Where do we find the money to treat addiction and other drug abuse problems when tens of millions of Americans can’t even get basic health insurance, or insulin or heart meds or cancer drugs at affordable prices? Law enforcement officials at every level—federal, state, and local—know the answer, and it scares them to death: take it from them, the cops.
Use the money now being squandered on drug enforcement, domestically and internationally, to finance a fresh, new public policy that educates, regulates, medicates, and rehabilitates.
But shouldn’t certain drugs, certain really dangerous drugs be outlawed? Possibly, but only one comes to mind: the animal tranquilizer, PCP (see sidebar).
PHENCYCLIDINE (PCP)
Phencyclidine, a synthetic drug manufactured originally as a human anesthetic (and quickly abandoned when people under its influence turned violent or suicidal), wasn’t around—or at least being used by humans—when I was a beat cop. Along about the time I became a lieutenant it started showing up under its various colorful street names: Angel Dust, Hog, Peace Pills, Rocket Fuel, Wack, Ozone, and, my personal favorites, DOA and Embalming Fluid. PCP wasn’t pretty, and it took us a good while to learn how to handle it on the streets.
Let me illustrate with a hypothetical, drawn from experiences both in San Diego and Seattle, replete with the obligatory racial and political overtones.

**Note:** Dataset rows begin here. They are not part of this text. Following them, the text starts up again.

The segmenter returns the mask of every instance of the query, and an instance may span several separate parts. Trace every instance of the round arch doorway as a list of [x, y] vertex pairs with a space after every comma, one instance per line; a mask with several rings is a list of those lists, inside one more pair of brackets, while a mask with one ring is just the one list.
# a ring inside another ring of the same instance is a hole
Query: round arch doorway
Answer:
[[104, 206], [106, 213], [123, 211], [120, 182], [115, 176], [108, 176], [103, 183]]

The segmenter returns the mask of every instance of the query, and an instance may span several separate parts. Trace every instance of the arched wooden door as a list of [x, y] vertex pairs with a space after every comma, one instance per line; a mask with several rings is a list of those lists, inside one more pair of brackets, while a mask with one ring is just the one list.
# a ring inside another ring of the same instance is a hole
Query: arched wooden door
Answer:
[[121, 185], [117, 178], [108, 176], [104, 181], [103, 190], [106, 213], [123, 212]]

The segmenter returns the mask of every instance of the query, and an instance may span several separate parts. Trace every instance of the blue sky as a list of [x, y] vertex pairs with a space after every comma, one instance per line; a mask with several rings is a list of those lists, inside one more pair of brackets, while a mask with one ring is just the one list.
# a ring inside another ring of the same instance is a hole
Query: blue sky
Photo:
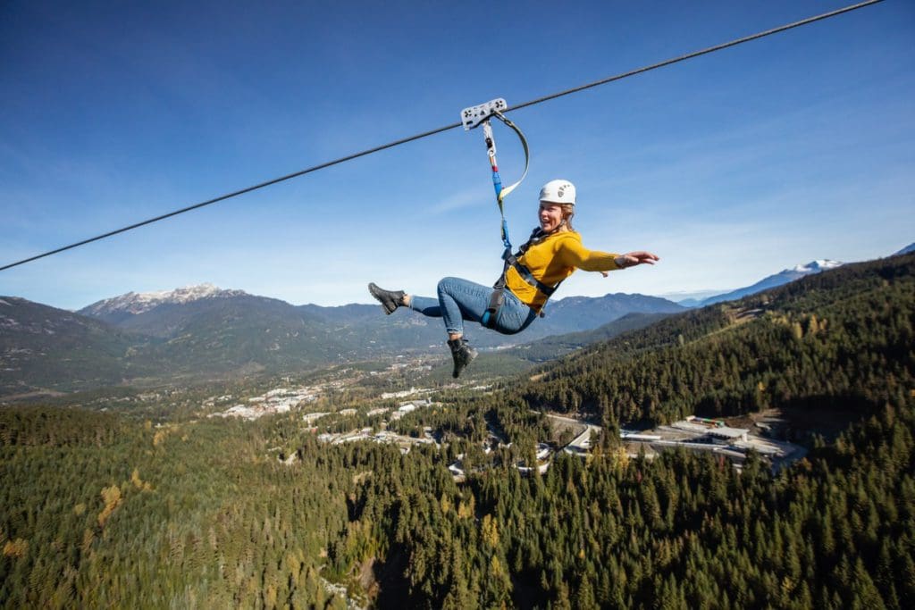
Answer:
[[[845, 5], [5, 2], [0, 263], [458, 120]], [[592, 249], [661, 262], [559, 296], [725, 291], [915, 241], [915, 5], [851, 14], [510, 113]], [[522, 155], [496, 125], [503, 179]], [[79, 308], [212, 283], [323, 305], [370, 281], [491, 283], [499, 215], [455, 129], [35, 262], [0, 294]]]

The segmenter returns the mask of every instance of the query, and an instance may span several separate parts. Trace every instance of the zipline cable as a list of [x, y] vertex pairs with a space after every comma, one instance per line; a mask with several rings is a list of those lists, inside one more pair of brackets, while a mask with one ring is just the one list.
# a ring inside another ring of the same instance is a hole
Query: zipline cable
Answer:
[[[740, 44], [743, 44], [745, 42], [749, 42], [751, 40], [757, 40], [759, 38], [762, 38], [762, 37], [765, 37], [767, 36], [771, 36], [773, 34], [778, 34], [780, 32], [784, 32], [784, 31], [789, 30], [789, 29], [793, 29], [794, 27], [800, 27], [801, 26], [806, 26], [808, 24], [812, 24], [812, 23], [814, 23], [816, 21], [822, 21], [823, 19], [828, 19], [829, 17], [836, 16], [842, 15], [844, 13], [849, 13], [851, 11], [857, 10], [858, 8], [864, 8], [865, 6], [869, 6], [871, 5], [879, 4], [881, 2], [883, 2], [883, 0], [867, 0], [867, 2], [861, 2], [861, 3], [858, 3], [856, 5], [850, 5], [848, 6], [845, 6], [844, 8], [838, 8], [838, 9], [836, 9], [834, 11], [830, 11], [828, 13], [823, 13], [822, 15], [817, 15], [817, 16], [812, 16], [812, 17], [807, 17], [806, 19], [802, 19], [801, 21], [795, 21], [793, 23], [786, 24], [784, 26], [780, 26], [779, 27], [773, 27], [772, 29], [768, 29], [768, 30], [766, 30], [764, 32], [759, 32], [757, 34], [751, 34], [750, 36], [746, 36], [746, 37], [743, 37], [741, 38], [737, 38], [735, 40], [731, 40], [729, 42], [725, 42], [725, 43], [722, 43], [720, 45], [715, 45], [714, 47], [708, 47], [708, 48], [703, 48], [701, 50], [693, 51], [692, 53], [687, 53], [685, 55], [681, 55], [680, 57], [673, 58], [673, 59], [665, 59], [664, 61], [654, 63], [654, 64], [651, 64], [650, 66], [645, 66], [643, 68], [639, 68], [639, 69], [636, 69], [636, 70], [630, 70], [628, 72], [623, 72], [621, 74], [617, 74], [615, 76], [608, 77], [606, 79], [601, 79], [600, 80], [595, 80], [594, 82], [589, 82], [587, 84], [581, 85], [581, 86], [578, 86], [578, 87], [574, 87], [572, 89], [566, 89], [565, 91], [559, 91], [557, 93], [552, 93], [550, 95], [544, 95], [544, 97], [537, 98], [535, 100], [531, 100], [530, 102], [525, 102], [523, 103], [516, 104], [515, 106], [513, 106], [512, 108], [511, 108], [509, 111], [506, 111], [506, 112], [512, 112], [512, 111], [515, 111], [515, 110], [520, 110], [522, 108], [526, 108], [528, 106], [533, 106], [534, 104], [542, 103], [544, 102], [548, 102], [550, 100], [555, 100], [556, 98], [563, 97], [565, 95], [570, 95], [572, 93], [577, 93], [578, 91], [585, 91], [586, 89], [591, 89], [591, 88], [597, 87], [598, 85], [604, 85], [604, 84], [607, 84], [608, 82], [613, 82], [615, 80], [620, 80], [622, 79], [626, 79], [626, 78], [629, 78], [630, 76], [635, 76], [636, 74], [641, 74], [643, 72], [648, 72], [648, 71], [652, 70], [657, 70], [658, 68], [663, 68], [665, 66], [670, 66], [671, 64], [679, 63], [681, 61], [685, 61], [686, 59], [692, 59], [693, 58], [697, 58], [697, 57], [699, 57], [701, 55], [706, 55], [708, 53], [714, 53], [715, 51], [719, 51], [719, 50], [722, 50], [724, 48], [728, 48], [730, 47], [735, 47], [737, 45], [740, 45]], [[21, 264], [25, 264], [27, 262], [31, 262], [32, 261], [37, 261], [37, 260], [44, 258], [46, 256], [50, 256], [52, 254], [58, 254], [59, 252], [62, 252], [62, 251], [68, 251], [68, 250], [72, 250], [73, 248], [78, 248], [80, 246], [84, 246], [87, 243], [92, 243], [92, 241], [98, 241], [99, 240], [103, 240], [105, 238], [112, 237], [112, 236], [117, 235], [119, 233], [124, 233], [125, 231], [128, 231], [128, 230], [134, 230], [134, 229], [138, 229], [139, 227], [143, 227], [143, 226], [145, 226], [145, 225], [148, 225], [148, 224], [152, 224], [154, 222], [158, 222], [159, 220], [164, 220], [164, 219], [171, 218], [173, 216], [178, 216], [178, 214], [184, 214], [185, 212], [189, 212], [192, 209], [197, 209], [199, 208], [203, 208], [205, 206], [212, 205], [214, 203], [219, 203], [220, 201], [225, 201], [226, 199], [231, 198], [233, 197], [238, 197], [239, 195], [244, 195], [245, 193], [250, 193], [252, 191], [255, 191], [255, 190], [258, 190], [260, 188], [264, 188], [265, 187], [270, 187], [270, 186], [273, 186], [274, 184], [278, 184], [280, 182], [285, 182], [285, 180], [289, 180], [289, 179], [292, 179], [292, 178], [295, 178], [295, 177], [298, 177], [300, 176], [305, 176], [306, 174], [310, 174], [312, 172], [317, 172], [319, 169], [324, 169], [326, 167], [330, 167], [331, 166], [336, 166], [336, 165], [339, 165], [339, 164], [341, 164], [341, 163], [345, 163], [346, 161], [351, 161], [353, 159], [357, 159], [357, 158], [359, 158], [361, 156], [365, 156], [367, 155], [371, 155], [373, 153], [378, 153], [378, 152], [385, 150], [387, 148], [393, 148], [394, 146], [399, 146], [401, 144], [407, 144], [408, 142], [414, 142], [415, 140], [421, 140], [421, 139], [428, 137], [430, 135], [436, 135], [436, 134], [441, 134], [442, 132], [447, 132], [447, 131], [448, 131], [450, 129], [454, 129], [456, 127], [460, 127], [460, 126], [461, 126], [460, 123], [452, 123], [450, 125], [446, 125], [444, 127], [439, 127], [437, 129], [433, 129], [433, 130], [430, 130], [430, 131], [427, 131], [427, 132], [423, 132], [422, 134], [416, 134], [415, 135], [411, 135], [409, 137], [402, 138], [400, 140], [395, 140], [393, 142], [391, 142], [391, 143], [388, 143], [388, 144], [382, 144], [380, 146], [375, 146], [374, 148], [369, 148], [367, 150], [363, 150], [363, 151], [359, 152], [359, 153], [353, 153], [352, 155], [348, 155], [347, 156], [341, 156], [340, 158], [334, 159], [333, 161], [328, 161], [327, 163], [322, 163], [320, 165], [314, 166], [311, 166], [311, 167], [308, 167], [307, 169], [303, 169], [303, 170], [300, 170], [300, 171], [297, 171], [297, 172], [294, 172], [292, 174], [286, 174], [285, 176], [282, 176], [280, 177], [274, 178], [272, 180], [267, 180], [266, 182], [261, 182], [260, 184], [256, 184], [256, 185], [253, 185], [252, 187], [247, 187], [246, 188], [242, 188], [240, 190], [235, 190], [235, 191], [232, 191], [231, 193], [226, 193], [225, 195], [221, 195], [220, 197], [216, 197], [216, 198], [213, 198], [211, 199], [207, 199], [206, 201], [201, 201], [201, 202], [196, 203], [196, 204], [194, 204], [192, 206], [188, 206], [187, 208], [182, 208], [180, 209], [176, 209], [176, 210], [168, 212], [167, 214], [162, 214], [161, 216], [156, 216], [155, 218], [147, 219], [142, 220], [140, 222], [135, 222], [135, 223], [134, 223], [132, 225], [128, 225], [126, 227], [122, 227], [121, 229], [115, 229], [114, 230], [110, 230], [107, 233], [102, 233], [101, 235], [96, 235], [95, 237], [91, 237], [89, 239], [82, 240], [81, 241], [77, 241], [75, 243], [70, 243], [69, 245], [62, 246], [60, 248], [57, 248], [55, 250], [51, 250], [51, 251], [48, 251], [47, 252], [42, 252], [41, 254], [36, 254], [35, 256], [31, 256], [31, 257], [27, 258], [27, 259], [23, 259], [21, 261], [16, 261], [16, 262], [10, 262], [8, 264], [5, 264], [5, 265], [0, 267], [0, 271], [5, 271], [6, 269], [10, 269], [12, 267], [16, 267], [16, 266], [18, 266], [18, 265], [21, 265]]]

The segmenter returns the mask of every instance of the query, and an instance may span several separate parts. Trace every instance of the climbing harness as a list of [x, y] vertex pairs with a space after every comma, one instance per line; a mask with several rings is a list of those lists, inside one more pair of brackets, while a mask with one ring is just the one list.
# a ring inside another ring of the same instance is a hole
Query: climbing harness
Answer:
[[[498, 98], [496, 100], [492, 100], [491, 102], [487, 102], [486, 103], [465, 108], [461, 111], [461, 123], [464, 125], [464, 131], [470, 131], [479, 125], [483, 126], [483, 138], [486, 142], [486, 154], [490, 157], [490, 167], [492, 170], [492, 186], [496, 190], [496, 203], [499, 205], [499, 213], [501, 216], [502, 220], [501, 237], [502, 245], [505, 247], [505, 250], [502, 251], [502, 261], [504, 261], [505, 264], [502, 267], [501, 275], [500, 275], [499, 279], [496, 280], [496, 283], [492, 286], [493, 291], [492, 295], [490, 297], [490, 304], [487, 306], [483, 316], [479, 320], [479, 323], [487, 328], [494, 328], [496, 326], [499, 317], [499, 310], [505, 303], [505, 274], [508, 273], [509, 268], [514, 268], [522, 279], [539, 290], [547, 297], [552, 295], [555, 289], [559, 286], [558, 284], [554, 286], [548, 286], [543, 284], [533, 276], [531, 270], [518, 262], [518, 259], [527, 251], [528, 248], [547, 236], [547, 233], [544, 233], [541, 229], [537, 228], [533, 230], [533, 232], [531, 233], [531, 237], [518, 250], [517, 254], [511, 253], [511, 241], [509, 239], [509, 227], [508, 222], [505, 220], [505, 209], [502, 202], [504, 198], [508, 197], [508, 195], [513, 191], [527, 176], [527, 170], [531, 161], [531, 154], [527, 144], [527, 139], [518, 128], [518, 125], [513, 123], [511, 121], [507, 119], [504, 114], [502, 114], [502, 112], [507, 110], [508, 104], [505, 100]], [[521, 178], [519, 178], [517, 182], [505, 187], [502, 187], [502, 179], [499, 175], [499, 164], [496, 162], [496, 140], [492, 134], [492, 125], [490, 123], [490, 119], [492, 117], [496, 117], [511, 127], [511, 130], [518, 134], [519, 139], [521, 139], [522, 147], [524, 149], [524, 172], [522, 174]]]

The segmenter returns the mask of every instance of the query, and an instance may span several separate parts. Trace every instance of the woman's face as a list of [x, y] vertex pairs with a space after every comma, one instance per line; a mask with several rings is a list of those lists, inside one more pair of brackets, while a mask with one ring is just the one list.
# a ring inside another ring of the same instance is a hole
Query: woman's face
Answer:
[[540, 202], [540, 228], [549, 233], [559, 228], [563, 221], [563, 209], [558, 203]]

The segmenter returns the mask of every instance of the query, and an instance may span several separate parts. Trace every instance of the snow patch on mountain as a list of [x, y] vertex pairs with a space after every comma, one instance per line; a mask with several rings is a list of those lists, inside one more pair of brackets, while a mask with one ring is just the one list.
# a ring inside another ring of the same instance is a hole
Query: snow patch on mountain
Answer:
[[175, 290], [159, 290], [151, 293], [127, 293], [110, 299], [93, 303], [83, 313], [91, 316], [123, 312], [142, 314], [165, 304], [181, 305], [206, 298], [228, 298], [246, 294], [242, 290], [221, 290], [211, 284], [185, 286]]
[[829, 259], [820, 259], [817, 261], [811, 261], [807, 264], [795, 265], [793, 269], [785, 271], [793, 271], [799, 273], [819, 273], [822, 271], [828, 271], [830, 269], [835, 269], [836, 267], [841, 267], [843, 263], [838, 261], [830, 261]]
[[903, 248], [899, 251], [893, 252], [893, 256], [897, 256], [899, 254], [908, 254], [909, 252], [915, 252], [915, 241], [913, 241], [912, 243], [910, 243], [908, 246], [906, 246], [905, 248]]

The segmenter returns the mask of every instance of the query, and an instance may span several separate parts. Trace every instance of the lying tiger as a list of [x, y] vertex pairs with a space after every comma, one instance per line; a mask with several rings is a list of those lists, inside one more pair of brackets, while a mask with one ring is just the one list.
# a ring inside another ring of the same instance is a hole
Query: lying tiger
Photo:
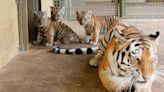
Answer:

You’re a white cop. You get a call about a young black man acting strange at a grocery store. You show up, find him sweeping item
s off the shelves. He’s incoherent but unambiguously threatening. He’s got a wild look in his eyes, he’s sweating buckets. You try to calm him, speaking softly, murmuring soothing words. He acts like you’re not there. You know that you need reinforcements, at least three, preferably twice that many additional cops. You understand that you and your colleagues will be criticized for “ganging up” on the young, black, unarmed man, but you’ve been here before. This is not your first PCP case. You know that the best way to get him into custody and into a secure medical facility (the jail won’t, and shouldn’t, take him in that condition) is to swarm him, literally overwhelm him. No guns, no sticks, no fists, no feet. Just a good old-fashioned eight-arm bearhug. It’s what they taught you in the academy.
As your backup units stream into the parking lot, your suspect starts flinging canned comestibles your way. You and your fellow officers keep your guns holstered, likewise your mace and batons—an act of remarkable (and legally unnecessary) restraint. Slowly, no sudden movements, you inch toward him. As a tin of green beans sails past your head you and your mates lunge, grab the guy, take him to the floor. Even with all that weight on him he puts up a hell of fight, flailing savagely and kicking you in the cojones. Through your pain, you attempt to wrestle a pair of plastic flexcuffs on him. The fight lasts three minutes which seems like three hours. Finally, he’s subdued.
As you start to lift him you notice he’s not breathing. Nobody’s choked him, nobody’s hit him. But, there he lies, limp, motionless, his eyeballs rolled up into his head, drool running down his chin. You immediately cut the flexcuffs off, and you and a second cop begin CPR. Another gets on the radio and summons an aid car, Code 3. You lay him out on the gurney, get him into the ambulance. You follow the medics to the ER. But your man’s DOA.